Audiences can also enjoy talks from authors and illustrators in Wonderland, including one of the nation’s favourite illustrators Rob Flowers reading from his book Festival Folk. Jane Kerr discusses her novel The Great Animal Escapade, Dutch illustrator Margit van der Zwan shows the power of illustration with her beautiful book Gordon and The Flying Piano, and novelist Catherine O’Flynn (What Was Lost; Mr Lynch’s Holiday) also takes to the stage to read her first children’s book Lori and Max.
 



Four: Put on your dancing shoes

Pick up a headset and choose your channel in the Silent Disco with Our Kids Social, swing your partner round and round to the riotous madness of the Cut a Shine ceilidh, strut your stuff at the Retro Disco, or crack out your Lindy Hop at The Ragroof Tea Dance with music from the 1920s to the 1950s. You can also learn new dance skills in a host of workshops, from flatfooting to Bollywood and Bhangra.

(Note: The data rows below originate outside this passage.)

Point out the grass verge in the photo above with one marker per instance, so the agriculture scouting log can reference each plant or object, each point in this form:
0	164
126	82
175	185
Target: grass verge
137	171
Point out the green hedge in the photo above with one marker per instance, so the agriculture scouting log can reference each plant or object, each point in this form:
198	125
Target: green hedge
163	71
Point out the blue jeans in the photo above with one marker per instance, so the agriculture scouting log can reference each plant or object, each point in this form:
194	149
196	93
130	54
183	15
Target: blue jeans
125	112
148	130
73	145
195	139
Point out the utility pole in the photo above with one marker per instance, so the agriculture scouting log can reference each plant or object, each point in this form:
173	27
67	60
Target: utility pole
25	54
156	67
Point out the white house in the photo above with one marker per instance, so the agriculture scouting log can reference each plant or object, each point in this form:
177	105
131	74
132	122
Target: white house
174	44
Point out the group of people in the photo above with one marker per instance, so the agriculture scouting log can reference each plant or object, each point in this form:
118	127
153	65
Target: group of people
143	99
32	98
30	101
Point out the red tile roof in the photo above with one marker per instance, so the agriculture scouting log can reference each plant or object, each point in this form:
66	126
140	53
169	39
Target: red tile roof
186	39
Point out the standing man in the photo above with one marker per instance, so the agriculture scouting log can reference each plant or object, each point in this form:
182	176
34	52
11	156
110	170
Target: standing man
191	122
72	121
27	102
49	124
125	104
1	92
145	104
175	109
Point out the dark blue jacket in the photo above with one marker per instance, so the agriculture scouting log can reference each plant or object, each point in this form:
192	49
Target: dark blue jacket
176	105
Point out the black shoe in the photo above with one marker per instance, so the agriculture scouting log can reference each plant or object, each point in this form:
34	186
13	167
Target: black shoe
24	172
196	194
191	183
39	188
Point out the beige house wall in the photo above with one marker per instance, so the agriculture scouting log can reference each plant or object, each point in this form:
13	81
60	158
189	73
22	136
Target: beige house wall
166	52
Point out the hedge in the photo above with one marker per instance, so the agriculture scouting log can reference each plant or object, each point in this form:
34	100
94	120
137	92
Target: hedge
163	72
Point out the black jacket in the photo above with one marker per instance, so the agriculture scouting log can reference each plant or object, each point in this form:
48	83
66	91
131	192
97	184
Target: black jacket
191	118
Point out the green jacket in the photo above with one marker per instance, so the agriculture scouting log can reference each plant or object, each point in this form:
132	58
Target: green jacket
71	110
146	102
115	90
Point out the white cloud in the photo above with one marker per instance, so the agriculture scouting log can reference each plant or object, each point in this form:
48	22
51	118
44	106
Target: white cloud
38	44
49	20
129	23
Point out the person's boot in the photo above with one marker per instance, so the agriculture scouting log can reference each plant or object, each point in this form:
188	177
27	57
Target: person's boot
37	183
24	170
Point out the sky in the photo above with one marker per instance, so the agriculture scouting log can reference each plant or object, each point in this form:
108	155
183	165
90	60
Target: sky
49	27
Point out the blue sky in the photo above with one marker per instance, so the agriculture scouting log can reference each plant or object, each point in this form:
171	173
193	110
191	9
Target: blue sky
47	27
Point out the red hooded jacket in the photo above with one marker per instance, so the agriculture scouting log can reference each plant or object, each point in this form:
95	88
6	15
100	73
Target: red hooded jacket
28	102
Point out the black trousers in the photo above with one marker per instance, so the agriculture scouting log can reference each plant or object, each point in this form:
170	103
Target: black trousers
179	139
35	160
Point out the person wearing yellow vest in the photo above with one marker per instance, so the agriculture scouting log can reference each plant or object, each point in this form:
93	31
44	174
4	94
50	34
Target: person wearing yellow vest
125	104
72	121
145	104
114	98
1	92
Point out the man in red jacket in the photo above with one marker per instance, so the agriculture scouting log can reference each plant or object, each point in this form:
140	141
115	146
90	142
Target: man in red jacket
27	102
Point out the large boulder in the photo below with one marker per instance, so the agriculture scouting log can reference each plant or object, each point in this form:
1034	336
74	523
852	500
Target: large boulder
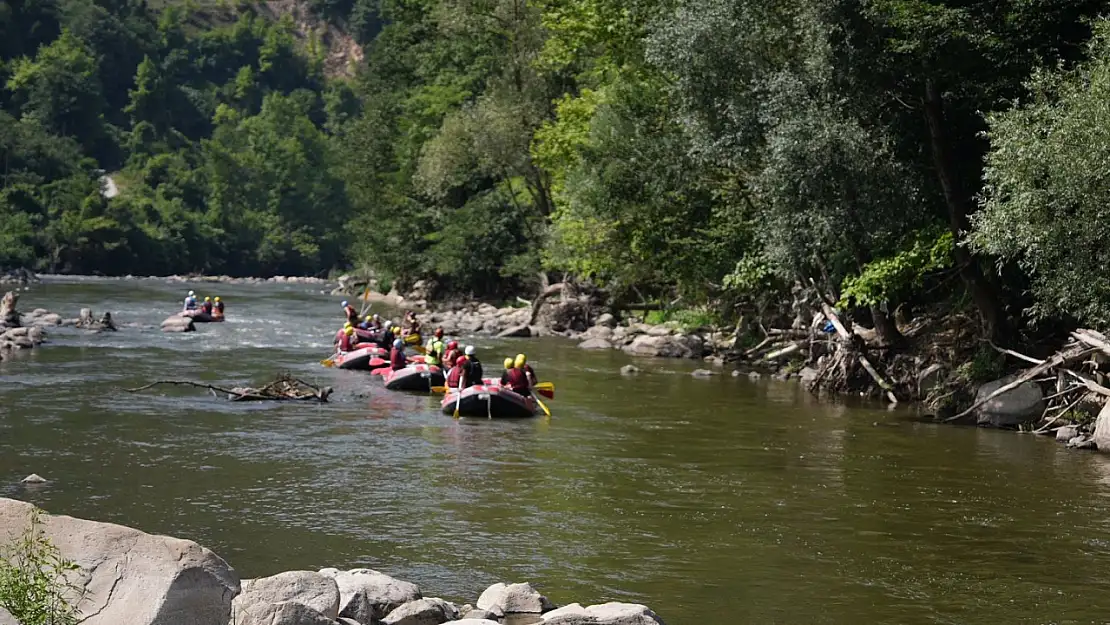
1017	406
1101	435
130	576
595	344
285	613
514	598
515	332
310	588
604	614
178	323
423	612
366	595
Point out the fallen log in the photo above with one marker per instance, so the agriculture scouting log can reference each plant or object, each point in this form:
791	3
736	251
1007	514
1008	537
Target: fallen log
284	389
1070	354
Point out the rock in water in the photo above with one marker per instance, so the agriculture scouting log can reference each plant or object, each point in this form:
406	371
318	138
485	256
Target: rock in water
366	595
1010	409
305	587
595	344
132	577
178	323
517	332
423	612
514	598
605	614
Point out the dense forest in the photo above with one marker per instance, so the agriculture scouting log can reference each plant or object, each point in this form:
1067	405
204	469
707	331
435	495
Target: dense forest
886	154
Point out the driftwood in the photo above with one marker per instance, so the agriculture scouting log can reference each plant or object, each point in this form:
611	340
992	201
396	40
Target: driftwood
284	389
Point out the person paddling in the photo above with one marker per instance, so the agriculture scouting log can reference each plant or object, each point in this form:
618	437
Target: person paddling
397	355
473	365
351	314
434	349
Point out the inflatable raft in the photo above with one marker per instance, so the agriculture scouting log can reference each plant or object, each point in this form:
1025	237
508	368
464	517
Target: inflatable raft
201	316
492	401
414	377
359	359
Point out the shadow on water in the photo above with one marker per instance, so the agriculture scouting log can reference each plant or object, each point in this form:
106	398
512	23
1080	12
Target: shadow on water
716	502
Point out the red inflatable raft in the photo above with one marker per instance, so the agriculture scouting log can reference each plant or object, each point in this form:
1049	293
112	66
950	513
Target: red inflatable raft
360	358
492	401
414	377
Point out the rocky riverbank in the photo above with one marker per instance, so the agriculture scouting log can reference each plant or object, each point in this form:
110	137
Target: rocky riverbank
127	576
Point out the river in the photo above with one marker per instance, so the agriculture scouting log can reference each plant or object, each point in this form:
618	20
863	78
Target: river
717	501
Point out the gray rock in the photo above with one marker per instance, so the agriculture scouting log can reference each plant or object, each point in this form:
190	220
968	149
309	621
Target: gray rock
423	612
516	332
807	374
514	598
366	595
595	344
1067	433
178	323
132	577
306	587
1011	409
604	614
285	613
1081	443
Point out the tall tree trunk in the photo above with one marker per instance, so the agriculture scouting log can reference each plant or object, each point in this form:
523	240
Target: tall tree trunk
984	292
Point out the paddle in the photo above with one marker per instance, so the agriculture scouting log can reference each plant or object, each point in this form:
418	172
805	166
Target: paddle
541	402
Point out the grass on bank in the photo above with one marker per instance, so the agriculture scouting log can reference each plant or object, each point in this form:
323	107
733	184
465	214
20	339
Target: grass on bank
33	585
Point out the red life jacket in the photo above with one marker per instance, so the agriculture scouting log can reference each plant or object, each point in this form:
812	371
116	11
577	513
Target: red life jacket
456	373
517	380
397	359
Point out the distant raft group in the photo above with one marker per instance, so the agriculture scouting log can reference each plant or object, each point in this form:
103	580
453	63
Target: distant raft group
380	346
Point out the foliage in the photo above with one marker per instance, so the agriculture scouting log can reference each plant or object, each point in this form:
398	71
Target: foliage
33	587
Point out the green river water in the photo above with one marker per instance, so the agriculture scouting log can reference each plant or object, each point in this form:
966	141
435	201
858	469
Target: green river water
716	502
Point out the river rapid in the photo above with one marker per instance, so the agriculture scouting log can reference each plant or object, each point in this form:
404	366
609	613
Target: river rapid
717	501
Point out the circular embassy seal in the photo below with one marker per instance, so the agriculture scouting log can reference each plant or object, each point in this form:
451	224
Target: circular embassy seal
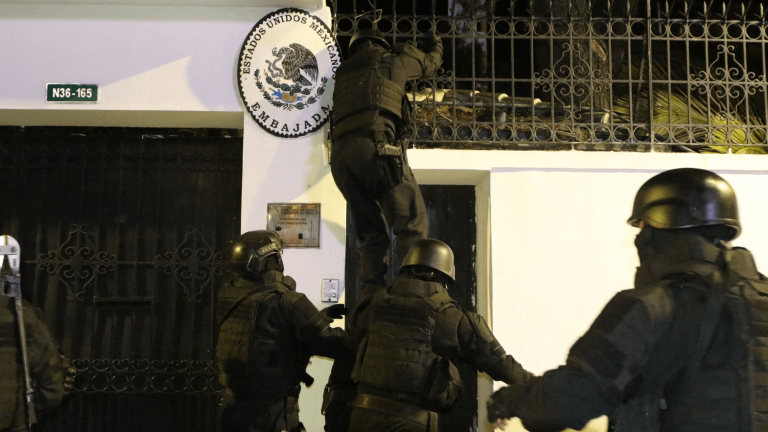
286	72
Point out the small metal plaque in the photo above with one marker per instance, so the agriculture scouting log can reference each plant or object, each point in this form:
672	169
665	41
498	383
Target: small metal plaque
297	224
71	93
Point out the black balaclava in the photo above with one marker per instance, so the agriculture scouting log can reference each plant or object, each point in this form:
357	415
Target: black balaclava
651	241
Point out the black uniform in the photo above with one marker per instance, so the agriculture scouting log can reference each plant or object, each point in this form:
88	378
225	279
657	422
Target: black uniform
684	351
341	390
368	165
268	334
407	342
47	366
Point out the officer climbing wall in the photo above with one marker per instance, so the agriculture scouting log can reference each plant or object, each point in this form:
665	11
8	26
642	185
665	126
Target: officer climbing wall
33	374
368	161
408	340
267	334
684	350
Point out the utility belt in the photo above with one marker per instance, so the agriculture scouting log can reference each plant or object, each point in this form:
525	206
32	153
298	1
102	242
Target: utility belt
392	163
398	409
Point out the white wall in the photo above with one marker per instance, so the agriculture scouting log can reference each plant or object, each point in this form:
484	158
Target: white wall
561	247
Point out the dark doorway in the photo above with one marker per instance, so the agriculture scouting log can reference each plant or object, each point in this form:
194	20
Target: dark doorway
452	219
124	235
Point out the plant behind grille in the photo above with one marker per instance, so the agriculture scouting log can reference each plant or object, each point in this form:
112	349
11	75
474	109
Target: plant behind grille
576	74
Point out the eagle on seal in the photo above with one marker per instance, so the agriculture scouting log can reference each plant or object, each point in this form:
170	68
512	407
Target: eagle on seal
297	63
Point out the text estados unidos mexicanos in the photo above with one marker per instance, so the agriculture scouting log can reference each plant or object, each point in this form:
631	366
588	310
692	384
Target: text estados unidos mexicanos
327	39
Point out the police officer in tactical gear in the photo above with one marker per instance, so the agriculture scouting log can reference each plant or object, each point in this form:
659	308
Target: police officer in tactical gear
682	351
368	161
408	340
47	368
267	334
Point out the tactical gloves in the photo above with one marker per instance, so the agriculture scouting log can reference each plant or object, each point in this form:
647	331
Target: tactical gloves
503	403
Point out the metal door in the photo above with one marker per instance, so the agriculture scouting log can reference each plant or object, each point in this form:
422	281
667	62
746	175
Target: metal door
123	234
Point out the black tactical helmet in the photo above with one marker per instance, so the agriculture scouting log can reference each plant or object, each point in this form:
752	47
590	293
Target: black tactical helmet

Five: Light up the woods in the Lantern Parade

The Just So Lantern Parade is guaranteed to bring joyful tears to the eyes of everyone involved. Audiences can craft their own beautiful lanterns from willow and paper before being led through the trees by the brilliant Ghost Caribou by Thingamujig Theatre and band The Baghdaddies.

Six: Bring a healthy appetite

The finest Just So traditions revolve around food! Join masters of story, wit and song - Ian Douglas, Gary Bridgens and Dieter Wadeson for the Midnight Feast, or bring your best bakes to the Big 10th Bake Off to impress the judges. There will also be an array of incredible food vendors delivering delicious treats from pasta to paella, croquettes to corn on the cob.

Seven: Laugh your socks off

Just So are thrilled to welcome poet, comic, singer and ukulele player John Hegley to the Footlights stage. Hailed as ‘comedy’s poet laureate’ by The Independent, Hegley brings his unique material about dog hair, potatoes and handkerchiefs to this year’s festival. And festival funny man James Campbell is back for his ever popular stand-up comedy show for children over five.

Eight: See jaw-dropping circus and outdoor arts

Roll Up, Roll Up is Just So’s exuberant area for all things circus. In this most spectacular and flamboyant part of the festival, Just So will be celebrating some of their favourite female circus acts. Look out for breath-taking Strong Lady Betty Brawn and Hocus Pocus Theatre’s Clown About Town.

Just So has also partnered with Without Walls to present five extraordinary pieces of outdoor dance and circus; Apocalyptic Circus’ playful My House, Kapow Dance Circus Theatre’s moving dance, physical theatre and circus piece Adrift, Mimbre’s Lifted which explores three strong women lifting and balancing each other, Aerial dance company Newtons Ladder’s show Sirin (Hope is the Thing with Feathers), and Thingumajig Theatre’s night-time procession of giant illuminated creatures in Ghost Caribou.


Nine: Experience the best outdoor theatre

Audiences can enjoy a host of outdoor theatre. Mobile street theatre troupe The Wheelabouts present their show Boudicca, with the iconic woman warrior rampaging through the festival in a chariot led by a galloping mechanical horse. The Fabularium are back with The Hare and the Moon, a story from Far East Asia with new animal headpieces, puppets, music, and for the first time ever for The Fabularium – illuminations! Little pirates can join a scurvy crew for Absolute Opera’s Hurrah for the Pirate King, an opera and ballet show designed for children, and tiny tots and their grown-ups can enjoy an interactive musical adventure in Hurly Burly’s Over the Moon – a first opera for little people.

Dutch company Swoolish Garage take the joy of bathing to the next level in theatrical wellness experience Vespaqua, the world’s smallest bathhouse! Festival goers don swimsuits and are driven around the Just So site in bathtubs towed by a 1966 Vespa Ape.

Ten: Play in the Ministry of Games

Head to the Ministry of Games for the biggest ever pass the parcel, plus giant versions of some of our favourite board games including Guess Who, Ludo and Scrabble created by the Wild Rumpus team. While you’re there watch out for sheep on the loose… Sports Day meets Sheep Trials in Mufti Games’ new interactive show One Kid and their Dog, inspired by the much-loved TV show of the same(ish) name.